C’est pas des carrés, pas des conneries, c’est pas de ma faute. J’ai les mots qui blessent, me blessent. Être étrangère dans son propre univers, simple spectatrice, observatrice passive. Je crache dans ta tête, je ne veux pas que tu puisses avoir la paix. Non, jamais la paix. Déshabille-toi, enlève ton âme, retire les tissus et les mensonges, éteins la lumière et découvre ton corps . Espère sans même t’arrêter, espère sans cesse, sans prendre le temps de respirer… Les étoiles filantes me font peur, elles sont libres, trop libres pour moi. Dans le désert je me découvre, et patiemment j’attends.
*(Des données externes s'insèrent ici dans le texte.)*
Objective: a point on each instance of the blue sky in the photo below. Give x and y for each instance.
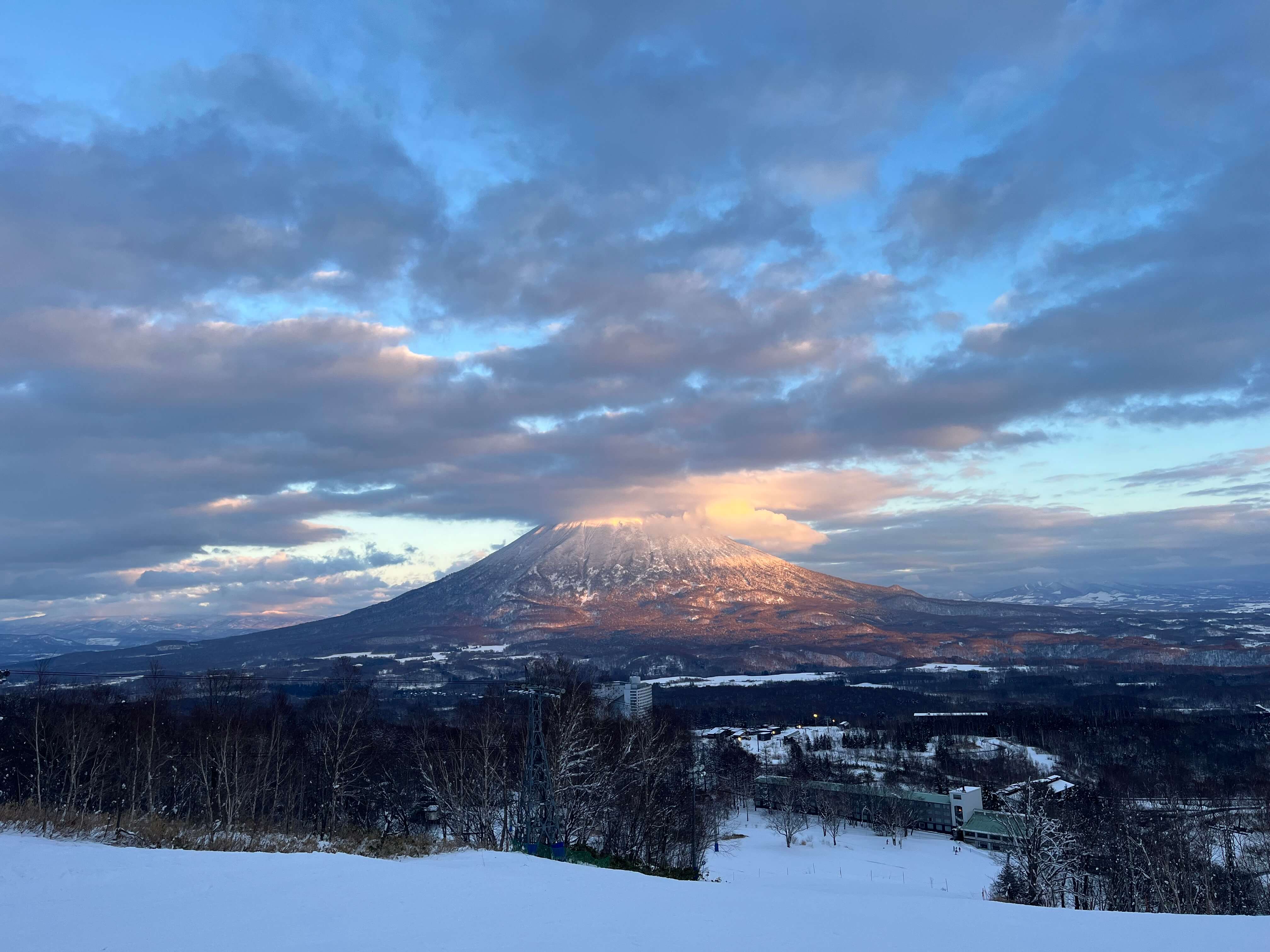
(310, 303)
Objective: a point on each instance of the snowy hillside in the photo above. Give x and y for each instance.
(59, 897)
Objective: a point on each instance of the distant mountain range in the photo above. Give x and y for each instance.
(660, 598)
(26, 640)
(1225, 596)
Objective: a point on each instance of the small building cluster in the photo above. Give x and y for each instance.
(865, 803)
(959, 812)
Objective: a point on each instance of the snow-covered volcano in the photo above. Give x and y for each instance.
(634, 560)
(658, 593)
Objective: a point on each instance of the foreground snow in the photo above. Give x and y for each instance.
(59, 895)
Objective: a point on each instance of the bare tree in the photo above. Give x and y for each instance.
(1041, 853)
(785, 812)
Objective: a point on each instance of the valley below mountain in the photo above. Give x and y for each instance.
(660, 597)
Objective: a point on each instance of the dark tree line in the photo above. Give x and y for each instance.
(1095, 852)
(224, 758)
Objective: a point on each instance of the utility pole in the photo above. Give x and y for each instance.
(538, 827)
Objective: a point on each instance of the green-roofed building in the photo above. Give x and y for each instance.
(987, 829)
(864, 803)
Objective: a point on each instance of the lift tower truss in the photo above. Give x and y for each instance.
(538, 827)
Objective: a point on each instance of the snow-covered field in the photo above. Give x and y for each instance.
(78, 897)
(737, 681)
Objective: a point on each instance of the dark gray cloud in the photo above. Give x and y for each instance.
(987, 547)
(685, 205)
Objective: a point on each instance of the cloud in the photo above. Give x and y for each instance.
(721, 235)
(1231, 466)
(986, 547)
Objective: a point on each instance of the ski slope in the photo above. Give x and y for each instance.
(66, 897)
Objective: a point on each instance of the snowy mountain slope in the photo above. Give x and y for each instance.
(666, 597)
(63, 897)
(1233, 596)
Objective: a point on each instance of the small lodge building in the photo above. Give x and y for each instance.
(987, 829)
(863, 803)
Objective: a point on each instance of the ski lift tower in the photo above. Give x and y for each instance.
(538, 827)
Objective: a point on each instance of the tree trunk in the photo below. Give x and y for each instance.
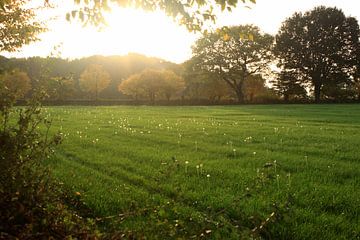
(239, 95)
(317, 92)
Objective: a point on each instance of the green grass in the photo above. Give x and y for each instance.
(141, 162)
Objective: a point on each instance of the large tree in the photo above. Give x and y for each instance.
(289, 86)
(234, 54)
(320, 47)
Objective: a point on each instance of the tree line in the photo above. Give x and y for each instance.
(315, 56)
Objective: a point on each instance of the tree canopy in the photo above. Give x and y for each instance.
(192, 14)
(234, 54)
(320, 47)
(18, 25)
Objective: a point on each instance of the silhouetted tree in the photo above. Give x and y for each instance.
(319, 46)
(234, 54)
(288, 85)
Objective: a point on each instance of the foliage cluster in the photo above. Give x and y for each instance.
(153, 84)
(32, 206)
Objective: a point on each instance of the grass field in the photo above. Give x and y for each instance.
(277, 171)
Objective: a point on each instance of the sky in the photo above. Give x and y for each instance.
(154, 34)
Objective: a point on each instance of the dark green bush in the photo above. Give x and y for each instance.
(31, 203)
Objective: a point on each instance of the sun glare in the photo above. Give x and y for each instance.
(128, 30)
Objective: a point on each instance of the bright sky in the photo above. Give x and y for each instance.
(155, 34)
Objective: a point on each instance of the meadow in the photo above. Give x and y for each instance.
(219, 172)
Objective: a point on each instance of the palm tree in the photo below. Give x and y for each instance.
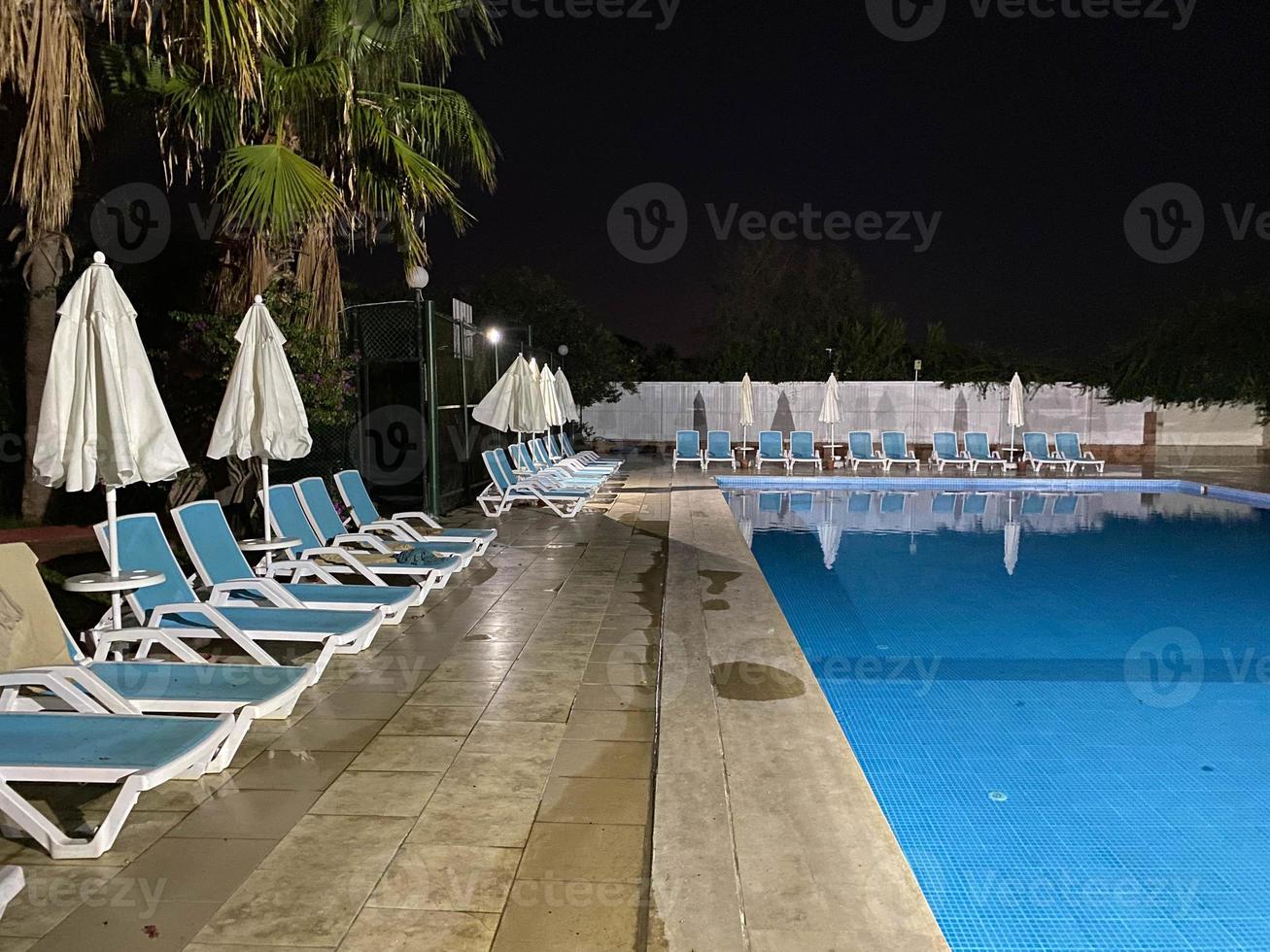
(45, 60)
(352, 131)
(42, 56)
Les étoiles brillent jusque sous terre. Elles sont terriblement seules dans l’immensité du ciel. Faut pas chercher le paradis. En bas, il n’y a jamais la paix. La tête au fond de l’eau d’un étang vaseux, les cheveux ondulant comme des serpents, ton corps mort d’un être à l’abandon.
Esclave qui subit, ton intimité à la vue de tous. Tout est tellement sombre, comment distinguer la mer du ciel? Tu t’es perdu dans le noir. Perdu à chercher quoi ?

Je te semble certainement confuse mais mes sentiments palpitent, chauds, violents, vivants…
J’ai plus envie de m’excuser, j’ai pas envie de bien parler, bien penser, bien décrire, je vous emmerde, je crie, suffoque, laissez moi sortir, laisse moi sortir…
Mes vêtements, déchirés… nue, je suis nue… de l’air, de l’air que je brille sans retenue avec les étoiles, sur les étoiles, sur leur traînée scintillante, et je serai libre, oui libre !
Et ne venez pas me dire, et ne viens pas, et ne viens pas tout court, laisse moi chevaucher le ciel, d’ailleurs il m’appelle, tu ne peux pas l’entendre, tu ne peux pas savoir… tu es trop là, et moi je suis trop loin…
Lâche moi, tiens moi, laisse moi, garde un bout, juste un bout, mais de loin, tiens la ficelle du ballon, et moi je pars, et puis hop, je coupe la corde et t’es là comme un con. Pardon.
Je veux plus, j’en peux plus, je t’aime, non je ne t’aime pas, j’ai besoin de toi, mais de loin, de loin, j’ai besoin d’air, je veux ailleurs, je veux liberté, je veux étoiles, voie lactée et galaxies, trous noirs et hop, plus rien, trop loin…
Et pas, pas de reviens, enfin un petit bout de ficelle… tiens, prends un cheveu, un seul, c’est suffisant, un jour peut-être je reviendrai, pour le récupérer, pour, me souvenir, de mon passé.

Adieu cher X, la comète passe maintenant.